A volte mi stupivo che la salute mi tornasse così presto. Giungevo a pensare che in principio avevo esagerato la gravità della mia condizione; a dubitare di essere stato tanto ammalato, a ridere del sangue che avevo sputato, a rimpiangere che la mia guarigione non fosse stata più ardua. In principio mi ero curato molto scioccamente, ignorando le necessità del mio corpo. Ne feci lo studio paziente e diventai, in fatto di prudenza e di cure, di una ingegnosità così meticolosa che mi ci divertivo come a un gioco. Ciò di cui ancora soffrivo di più era una morbosa sensibilità al minimo cambiamento di temperatura. Ora che i miei polmoni erano guariti attribuivo quella iperestesia alla mia labilità nervosa, residuo della malattia. Risolsi di vincere anche quella. La vista delle belle pelli bronzee e come penetrate di sole che mostravano, lavorando nei campi, il camiciotto aperto, alcuni contadini sbracati, mi spronava a lasciarmi abbronzare allo stesso modo. Un mattino che mi ero denudato mi guardai; la vista delle mie braccia troppo magre, delle mie spalle che anche gli sforzi maggiori non riuscivano a ributtare sufficientemente all’indietro, ma soprattutto la bianchezza, o piuttosto la decolorazione della mia pelle, mi riempirono di vergogna e di lacrime. Mi rivestii subito e invece di scendere verso Amalfi, come avevo preso l’abitudine, mi diressi verso alcuni scogli coperti d’erba rasa e di musco, lontano dalle abitazioni, lontano dalle strade dove sapevo di non poter essere visto. Quando fui arrivato mi spogliai lentamente. L’aria era quasi frizzante, ma il sole ardeva.

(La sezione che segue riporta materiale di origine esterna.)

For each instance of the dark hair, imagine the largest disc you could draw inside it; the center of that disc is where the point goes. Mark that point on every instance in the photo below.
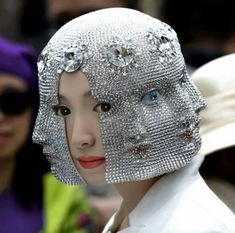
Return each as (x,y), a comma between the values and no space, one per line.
(190,19)
(31,165)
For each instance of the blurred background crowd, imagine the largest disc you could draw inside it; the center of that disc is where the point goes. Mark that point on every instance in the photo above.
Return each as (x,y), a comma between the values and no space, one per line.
(31,200)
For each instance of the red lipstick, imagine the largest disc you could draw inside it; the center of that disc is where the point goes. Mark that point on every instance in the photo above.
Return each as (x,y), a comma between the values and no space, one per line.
(90,162)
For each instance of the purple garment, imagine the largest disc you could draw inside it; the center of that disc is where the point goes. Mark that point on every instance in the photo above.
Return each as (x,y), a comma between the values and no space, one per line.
(14,219)
(20,60)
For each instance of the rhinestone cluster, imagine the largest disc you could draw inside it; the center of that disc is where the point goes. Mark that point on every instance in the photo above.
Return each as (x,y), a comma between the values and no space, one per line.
(74,57)
(162,43)
(120,55)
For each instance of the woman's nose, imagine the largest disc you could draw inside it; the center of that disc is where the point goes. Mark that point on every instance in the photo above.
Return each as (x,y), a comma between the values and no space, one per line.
(82,134)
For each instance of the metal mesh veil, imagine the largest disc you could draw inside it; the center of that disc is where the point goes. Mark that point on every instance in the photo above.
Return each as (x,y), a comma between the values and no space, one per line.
(134,62)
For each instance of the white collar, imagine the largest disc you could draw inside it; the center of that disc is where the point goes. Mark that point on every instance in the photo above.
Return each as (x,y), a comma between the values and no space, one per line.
(163,191)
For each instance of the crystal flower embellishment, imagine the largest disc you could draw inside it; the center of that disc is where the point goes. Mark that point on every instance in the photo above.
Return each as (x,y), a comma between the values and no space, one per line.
(73,58)
(120,55)
(162,43)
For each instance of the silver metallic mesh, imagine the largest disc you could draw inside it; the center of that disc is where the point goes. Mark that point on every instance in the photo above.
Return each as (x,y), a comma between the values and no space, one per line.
(124,54)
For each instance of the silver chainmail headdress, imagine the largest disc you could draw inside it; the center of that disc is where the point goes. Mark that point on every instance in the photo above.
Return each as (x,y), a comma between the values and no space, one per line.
(133,62)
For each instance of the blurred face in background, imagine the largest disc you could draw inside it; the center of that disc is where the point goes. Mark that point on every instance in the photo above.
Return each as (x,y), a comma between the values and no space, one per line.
(61,11)
(15,115)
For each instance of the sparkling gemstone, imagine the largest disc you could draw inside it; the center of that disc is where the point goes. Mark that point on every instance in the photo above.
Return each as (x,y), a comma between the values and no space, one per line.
(119,55)
(41,63)
(73,58)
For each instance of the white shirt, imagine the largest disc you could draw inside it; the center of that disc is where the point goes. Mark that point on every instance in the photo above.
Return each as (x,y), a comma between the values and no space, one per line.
(180,202)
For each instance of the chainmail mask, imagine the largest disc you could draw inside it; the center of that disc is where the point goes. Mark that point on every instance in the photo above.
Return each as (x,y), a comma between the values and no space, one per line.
(133,62)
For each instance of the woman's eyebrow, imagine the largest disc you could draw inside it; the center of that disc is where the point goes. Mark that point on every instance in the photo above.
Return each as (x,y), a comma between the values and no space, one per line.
(86,94)
(61,97)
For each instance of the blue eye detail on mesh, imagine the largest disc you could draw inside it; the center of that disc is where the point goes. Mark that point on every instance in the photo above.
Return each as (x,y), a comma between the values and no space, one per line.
(151,97)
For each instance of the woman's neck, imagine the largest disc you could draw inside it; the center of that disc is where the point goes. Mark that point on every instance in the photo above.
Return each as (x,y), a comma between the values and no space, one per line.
(6,172)
(132,192)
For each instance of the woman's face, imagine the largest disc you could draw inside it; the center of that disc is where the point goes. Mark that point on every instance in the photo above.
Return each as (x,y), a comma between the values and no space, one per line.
(14,127)
(81,114)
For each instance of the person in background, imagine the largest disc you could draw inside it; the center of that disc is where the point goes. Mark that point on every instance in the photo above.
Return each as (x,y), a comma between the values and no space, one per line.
(27,189)
(216,81)
(49,15)
(206,29)
(119,107)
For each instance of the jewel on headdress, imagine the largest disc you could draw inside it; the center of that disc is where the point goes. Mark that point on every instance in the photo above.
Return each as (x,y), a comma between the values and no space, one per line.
(43,60)
(162,43)
(73,58)
(120,55)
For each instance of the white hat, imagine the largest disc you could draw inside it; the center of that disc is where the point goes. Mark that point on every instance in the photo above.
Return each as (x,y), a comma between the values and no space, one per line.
(216,81)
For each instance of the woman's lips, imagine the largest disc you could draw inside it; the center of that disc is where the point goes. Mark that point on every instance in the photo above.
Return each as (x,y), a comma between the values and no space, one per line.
(90,162)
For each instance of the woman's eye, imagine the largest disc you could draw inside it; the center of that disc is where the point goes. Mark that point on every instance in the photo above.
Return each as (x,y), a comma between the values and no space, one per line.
(151,97)
(61,111)
(183,81)
(102,107)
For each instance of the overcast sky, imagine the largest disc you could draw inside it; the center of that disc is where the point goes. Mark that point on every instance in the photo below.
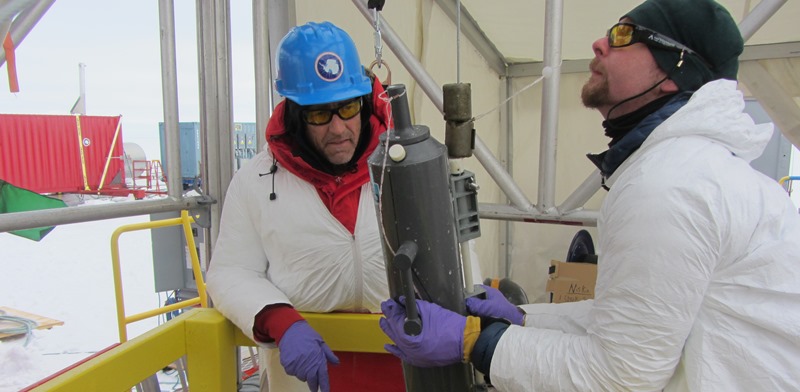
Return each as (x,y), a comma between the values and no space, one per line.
(119,43)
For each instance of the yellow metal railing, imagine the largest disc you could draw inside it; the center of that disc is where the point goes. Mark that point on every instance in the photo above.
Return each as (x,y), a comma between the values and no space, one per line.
(185,220)
(207,339)
(209,342)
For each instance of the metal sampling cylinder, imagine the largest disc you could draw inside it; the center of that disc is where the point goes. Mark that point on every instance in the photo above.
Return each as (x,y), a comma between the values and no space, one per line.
(415,208)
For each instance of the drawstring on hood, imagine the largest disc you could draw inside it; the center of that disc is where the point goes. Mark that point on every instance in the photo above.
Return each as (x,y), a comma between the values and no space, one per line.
(630,131)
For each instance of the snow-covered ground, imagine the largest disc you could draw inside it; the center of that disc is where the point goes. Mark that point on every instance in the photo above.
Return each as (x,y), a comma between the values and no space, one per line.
(67,276)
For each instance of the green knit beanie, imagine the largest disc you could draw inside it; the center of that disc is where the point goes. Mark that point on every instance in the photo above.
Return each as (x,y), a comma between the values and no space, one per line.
(702,25)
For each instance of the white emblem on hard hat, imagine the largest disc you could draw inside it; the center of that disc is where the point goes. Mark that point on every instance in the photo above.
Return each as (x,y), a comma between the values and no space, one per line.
(329,66)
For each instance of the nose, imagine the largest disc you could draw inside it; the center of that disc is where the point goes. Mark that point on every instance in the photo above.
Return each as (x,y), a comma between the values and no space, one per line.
(600,46)
(337,125)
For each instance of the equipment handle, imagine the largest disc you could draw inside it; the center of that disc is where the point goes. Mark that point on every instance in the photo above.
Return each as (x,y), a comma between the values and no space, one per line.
(403,260)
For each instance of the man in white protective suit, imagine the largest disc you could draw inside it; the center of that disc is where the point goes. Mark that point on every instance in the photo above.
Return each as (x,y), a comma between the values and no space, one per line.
(299,230)
(698,285)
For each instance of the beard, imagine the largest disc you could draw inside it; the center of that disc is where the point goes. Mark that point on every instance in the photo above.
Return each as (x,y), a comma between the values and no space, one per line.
(595,95)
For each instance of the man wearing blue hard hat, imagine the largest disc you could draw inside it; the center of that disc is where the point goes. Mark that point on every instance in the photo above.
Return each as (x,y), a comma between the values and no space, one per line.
(698,285)
(299,230)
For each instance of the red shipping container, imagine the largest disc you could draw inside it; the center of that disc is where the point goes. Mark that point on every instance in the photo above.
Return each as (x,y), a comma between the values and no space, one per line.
(61,154)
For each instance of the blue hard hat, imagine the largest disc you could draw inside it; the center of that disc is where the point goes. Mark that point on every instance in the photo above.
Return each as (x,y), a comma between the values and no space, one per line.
(318,63)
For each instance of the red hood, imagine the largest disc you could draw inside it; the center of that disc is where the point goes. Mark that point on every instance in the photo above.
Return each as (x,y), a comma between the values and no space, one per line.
(326,183)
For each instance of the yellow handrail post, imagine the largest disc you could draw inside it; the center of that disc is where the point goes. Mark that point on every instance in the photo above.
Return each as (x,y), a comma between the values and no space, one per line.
(211,352)
(198,272)
(184,220)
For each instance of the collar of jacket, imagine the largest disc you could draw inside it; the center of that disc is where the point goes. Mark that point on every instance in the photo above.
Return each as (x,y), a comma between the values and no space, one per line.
(608,161)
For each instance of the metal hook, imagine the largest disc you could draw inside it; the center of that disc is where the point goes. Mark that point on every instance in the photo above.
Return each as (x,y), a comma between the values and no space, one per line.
(388,80)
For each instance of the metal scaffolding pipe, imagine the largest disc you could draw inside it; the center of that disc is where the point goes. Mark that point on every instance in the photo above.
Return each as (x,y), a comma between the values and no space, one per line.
(61,216)
(758,16)
(263,69)
(550,92)
(501,212)
(434,92)
(583,193)
(169,94)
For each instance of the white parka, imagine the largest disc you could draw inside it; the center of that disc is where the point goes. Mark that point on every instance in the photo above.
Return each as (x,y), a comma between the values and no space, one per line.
(259,258)
(698,283)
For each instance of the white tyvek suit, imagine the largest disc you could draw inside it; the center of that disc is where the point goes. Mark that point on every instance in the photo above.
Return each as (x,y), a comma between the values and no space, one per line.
(698,284)
(324,269)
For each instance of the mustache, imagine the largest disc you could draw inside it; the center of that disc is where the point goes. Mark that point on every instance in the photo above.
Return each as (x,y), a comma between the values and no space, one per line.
(594,66)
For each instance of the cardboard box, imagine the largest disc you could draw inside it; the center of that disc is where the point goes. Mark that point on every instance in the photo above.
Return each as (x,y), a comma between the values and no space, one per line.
(571,282)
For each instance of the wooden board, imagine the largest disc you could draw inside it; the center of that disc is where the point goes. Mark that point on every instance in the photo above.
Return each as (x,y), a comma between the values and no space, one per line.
(41,321)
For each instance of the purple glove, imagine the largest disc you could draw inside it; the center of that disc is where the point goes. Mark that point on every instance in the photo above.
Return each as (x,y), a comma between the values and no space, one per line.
(496,306)
(440,343)
(305,356)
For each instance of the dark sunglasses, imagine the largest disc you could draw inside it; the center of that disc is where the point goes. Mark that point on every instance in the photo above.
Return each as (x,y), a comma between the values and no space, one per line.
(345,111)
(624,34)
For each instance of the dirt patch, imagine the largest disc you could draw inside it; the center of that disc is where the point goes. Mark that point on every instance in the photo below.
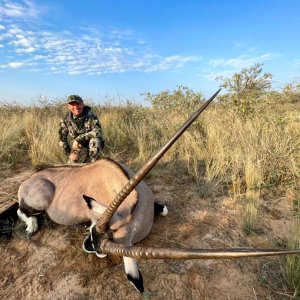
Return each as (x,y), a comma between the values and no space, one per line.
(53,266)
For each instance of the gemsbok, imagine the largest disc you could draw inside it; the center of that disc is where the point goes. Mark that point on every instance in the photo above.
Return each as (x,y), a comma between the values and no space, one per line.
(120,206)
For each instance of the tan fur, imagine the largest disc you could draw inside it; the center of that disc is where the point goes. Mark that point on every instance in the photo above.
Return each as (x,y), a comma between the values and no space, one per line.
(102,181)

Offrii tutto il mio corpo alla sua fiamma. Mi sedetti, mi sdraiai, mi girai. Sentivo sotto di me la durezza del suolo; l’agitazione delle erbe selvatiche mi sfiorava. Benché al riparo del vento, rabbrividivo e palpitavo a ogni soffio. Fui ben presto avvolto da un bruciore delizioso; tutto il mio essere affluiva verso la mia pelle.

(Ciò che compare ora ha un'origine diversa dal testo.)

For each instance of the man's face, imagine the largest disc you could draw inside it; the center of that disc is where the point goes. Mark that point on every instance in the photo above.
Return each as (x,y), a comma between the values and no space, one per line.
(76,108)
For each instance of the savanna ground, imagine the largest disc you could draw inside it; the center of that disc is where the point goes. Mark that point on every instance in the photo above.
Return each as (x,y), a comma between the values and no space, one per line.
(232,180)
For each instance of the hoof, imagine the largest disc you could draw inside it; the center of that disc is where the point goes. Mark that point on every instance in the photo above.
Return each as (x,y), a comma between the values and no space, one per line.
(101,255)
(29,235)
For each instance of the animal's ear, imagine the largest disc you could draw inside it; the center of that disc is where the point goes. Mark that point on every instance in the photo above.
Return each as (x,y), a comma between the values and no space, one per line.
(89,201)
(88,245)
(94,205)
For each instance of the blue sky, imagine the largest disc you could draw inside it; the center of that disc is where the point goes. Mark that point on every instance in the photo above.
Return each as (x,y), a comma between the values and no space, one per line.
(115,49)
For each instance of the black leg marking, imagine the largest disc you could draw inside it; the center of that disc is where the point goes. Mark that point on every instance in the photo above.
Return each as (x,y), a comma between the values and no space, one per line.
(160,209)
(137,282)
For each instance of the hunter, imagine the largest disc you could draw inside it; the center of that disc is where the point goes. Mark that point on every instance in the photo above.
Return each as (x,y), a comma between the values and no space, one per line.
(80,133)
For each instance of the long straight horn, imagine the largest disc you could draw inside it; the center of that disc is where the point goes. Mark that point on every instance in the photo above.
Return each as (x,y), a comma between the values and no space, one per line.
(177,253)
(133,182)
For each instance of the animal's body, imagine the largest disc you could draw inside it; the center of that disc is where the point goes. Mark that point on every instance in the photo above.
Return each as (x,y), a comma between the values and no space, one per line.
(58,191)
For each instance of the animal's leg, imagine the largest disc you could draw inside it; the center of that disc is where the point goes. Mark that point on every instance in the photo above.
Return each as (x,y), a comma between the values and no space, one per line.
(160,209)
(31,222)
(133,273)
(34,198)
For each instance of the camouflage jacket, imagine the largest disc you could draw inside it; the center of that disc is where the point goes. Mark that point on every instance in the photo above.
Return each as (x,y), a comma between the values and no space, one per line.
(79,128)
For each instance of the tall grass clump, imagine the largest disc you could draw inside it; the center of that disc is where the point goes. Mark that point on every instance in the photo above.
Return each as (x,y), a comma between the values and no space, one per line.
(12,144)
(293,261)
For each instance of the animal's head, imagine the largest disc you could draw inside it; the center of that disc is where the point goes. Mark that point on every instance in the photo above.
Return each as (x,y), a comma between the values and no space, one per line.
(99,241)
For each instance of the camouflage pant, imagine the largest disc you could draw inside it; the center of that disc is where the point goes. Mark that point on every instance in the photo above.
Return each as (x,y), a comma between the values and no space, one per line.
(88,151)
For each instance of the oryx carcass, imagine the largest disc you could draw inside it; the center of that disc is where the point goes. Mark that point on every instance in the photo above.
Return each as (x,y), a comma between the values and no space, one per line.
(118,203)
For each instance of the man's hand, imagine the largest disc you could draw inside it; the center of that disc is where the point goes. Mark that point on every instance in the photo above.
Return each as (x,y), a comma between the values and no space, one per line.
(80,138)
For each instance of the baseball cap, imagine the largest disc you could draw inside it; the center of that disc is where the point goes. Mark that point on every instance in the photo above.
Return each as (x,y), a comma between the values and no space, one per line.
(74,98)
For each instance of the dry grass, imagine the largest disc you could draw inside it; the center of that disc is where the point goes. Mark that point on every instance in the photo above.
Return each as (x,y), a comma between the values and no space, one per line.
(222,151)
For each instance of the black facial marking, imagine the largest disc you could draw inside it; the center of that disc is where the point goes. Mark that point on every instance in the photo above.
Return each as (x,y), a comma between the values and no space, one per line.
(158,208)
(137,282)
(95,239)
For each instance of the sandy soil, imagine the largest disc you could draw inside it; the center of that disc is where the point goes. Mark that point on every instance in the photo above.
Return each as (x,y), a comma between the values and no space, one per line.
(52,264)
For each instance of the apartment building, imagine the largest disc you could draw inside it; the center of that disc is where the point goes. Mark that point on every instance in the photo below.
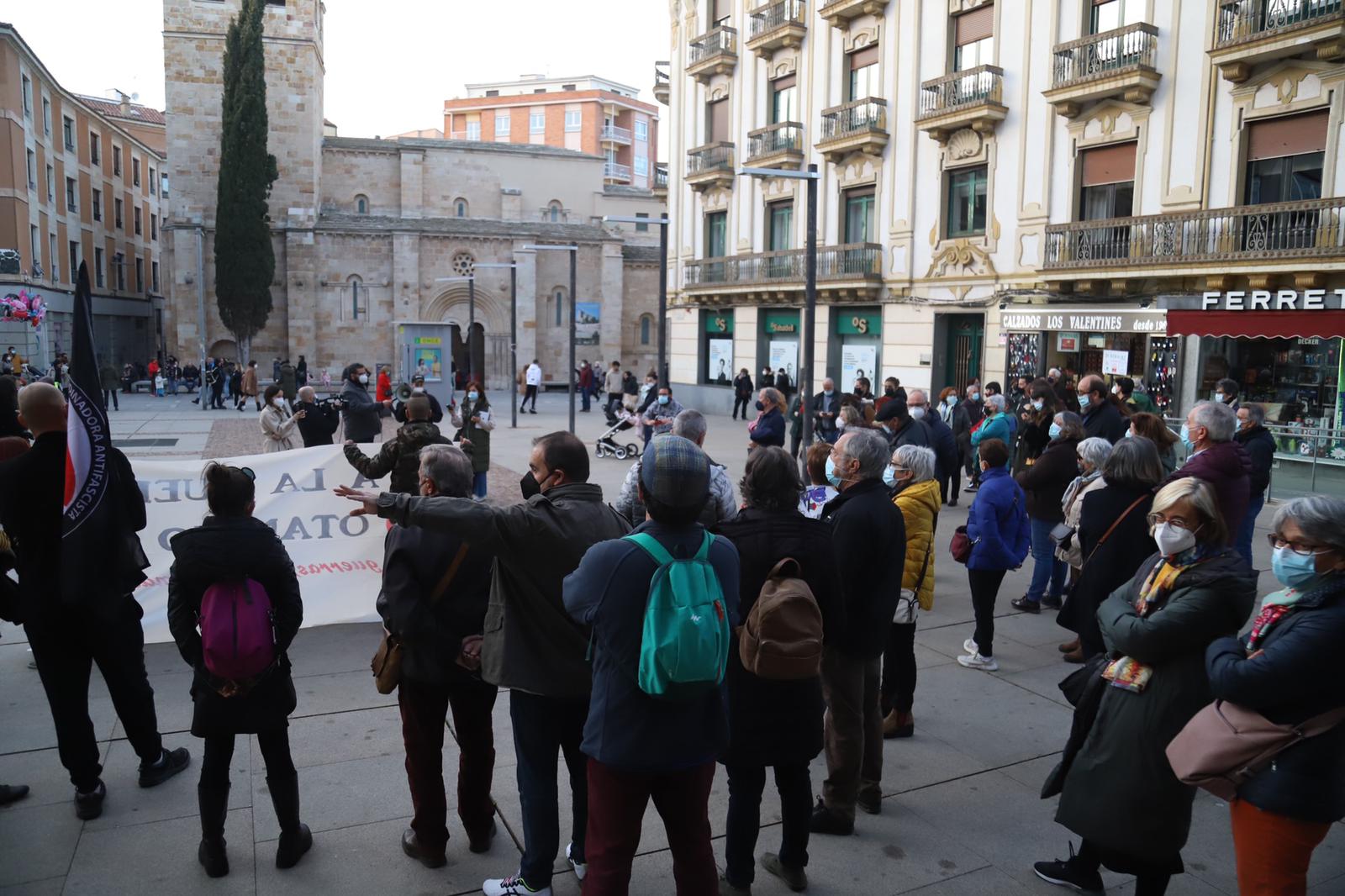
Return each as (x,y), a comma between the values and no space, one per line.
(1123,186)
(588,114)
(84,187)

Restammo a Ravello quindici giorni e ogni mattino tornavo su quegli scogli a fare la mia cura. Ben presto l’eccesso d’indumenti di cui mi coprivo ancora diventò ingombrante e superfluo; la mia epidermide tonificata smise di sudare continuamente e imparò a proteggersi grazie al suo stesso calore. Il mattino di uno degli ultimi giorni (eravamo alla metà di aprile) osai di più. In un’anfrattuosita degli scogli di cui parlo scorreva una fonte limpida. Anzi in quel punto ricadeva in cascata, poco abbondante, a vero dire, ma aveva scavato sotto la cascata un bacino più profondo dove si attardava l’acqua purissima. Per ben tre volte mi ci ero avvicinato, mi ero chinato, mi ero disteso sulla proda pieno di sete e pieno di desideri; avevo contemplato a lungo il fondo di roccia levigato, dove non si vedeva una sola lordura, non un’erba, dove il sole, vibrando e screziandosi, penetrava. Quel quarto giorno avanzai, deciso in anticipo, fino all’acqua che era più limpida che mai e senza riflettere oltre mi ci tuffai di colpo tutto quanto. Subito intirizzito lasciai l’acqua e mi stesi sull’erba, al sole. Vi crescevano delle mente odorose; ne colsi, ne stropicciai le foglie, strofinai con esse tutto il mio corpo umido ma ardente. Mi guardai a lungo, senza più alcuna vergogna, con gioia. Mi trovavo, non ancora robusto, ma passibile di esserlo, armonioso, sensuale, quasi bello.

ANDRÉ GIDE, L’immoralista, Milano, Fabbri 1969.